En oncogériatrie, l’évaluation gériatrique (EG) permet de mieux connaître les besoins en santé des patients âgés atteints de cancer. En 2021, deux études randomisées ont été publiées démontrant que des interventions gériatriques ciblées basées sur l’EG permettent de réduire la fréquence des toxicités liées à la chimiothérapie sans altérer la survie.

Mots-clés

Cancer, évaluation gériatrique, interventions gériatriques, chimiothérapie, toxicité

Article complet :

Deux mille vingt et un restera dans la mémoire des oncologues et des gériatres comme l’année qui a vu la publication des deux premières études randomisées démontrant un impact favorable de l’évaluation gériatrique sur le devenir des patients âgés atteints de cancer.

La première étude est une étude multicentrique randomisée évaluant l’impact d’un rapport de l’évaluation gériatrique (EG) accompagné de recommandations d’interventions gériatriques correctrices sur la toxicité du traitement oncologique chez des patients âgés (≥70 ans) présentant des déficits dans au moins un domaine de l’EG (hors polymédication), porteurs d’un cancer de stade avancé et incurable (tumeur solide ou lymphome) (1).
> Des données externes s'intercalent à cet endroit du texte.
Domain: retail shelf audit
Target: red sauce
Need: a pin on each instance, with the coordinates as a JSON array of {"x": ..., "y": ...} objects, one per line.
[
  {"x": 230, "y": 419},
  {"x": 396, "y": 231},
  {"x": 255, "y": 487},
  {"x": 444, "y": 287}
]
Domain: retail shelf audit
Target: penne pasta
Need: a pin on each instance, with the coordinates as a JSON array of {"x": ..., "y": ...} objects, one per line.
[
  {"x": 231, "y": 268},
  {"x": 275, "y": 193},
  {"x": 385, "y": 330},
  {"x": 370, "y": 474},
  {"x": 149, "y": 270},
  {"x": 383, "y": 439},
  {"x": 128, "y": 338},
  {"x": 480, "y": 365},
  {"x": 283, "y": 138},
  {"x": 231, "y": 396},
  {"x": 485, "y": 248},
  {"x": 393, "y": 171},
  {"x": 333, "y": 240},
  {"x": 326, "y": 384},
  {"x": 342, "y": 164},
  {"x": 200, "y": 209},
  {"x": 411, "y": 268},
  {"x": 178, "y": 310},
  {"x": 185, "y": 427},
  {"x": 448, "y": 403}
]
Les centres participants étaient randomisés (1:1) entre un bras intervention dans lequel les oncologues recevaient le rapport de l’évaluation gériatrique et les interventions gériatriques correctrices recommandées en fonction des altérations gériatriques mises en évidence, et un bras standard dans lequel aucun rapport de l‘EG n’était transmis. L’objectif premier de l’étude était la proportion de patients ayant expérimenté une toxicité de grade 3-5 (selon CTCAE v.4.0) dans les 3 mois. Les objectifs secondaires étaient le taux de survie à 6 mois et l’intensité thérapeutique.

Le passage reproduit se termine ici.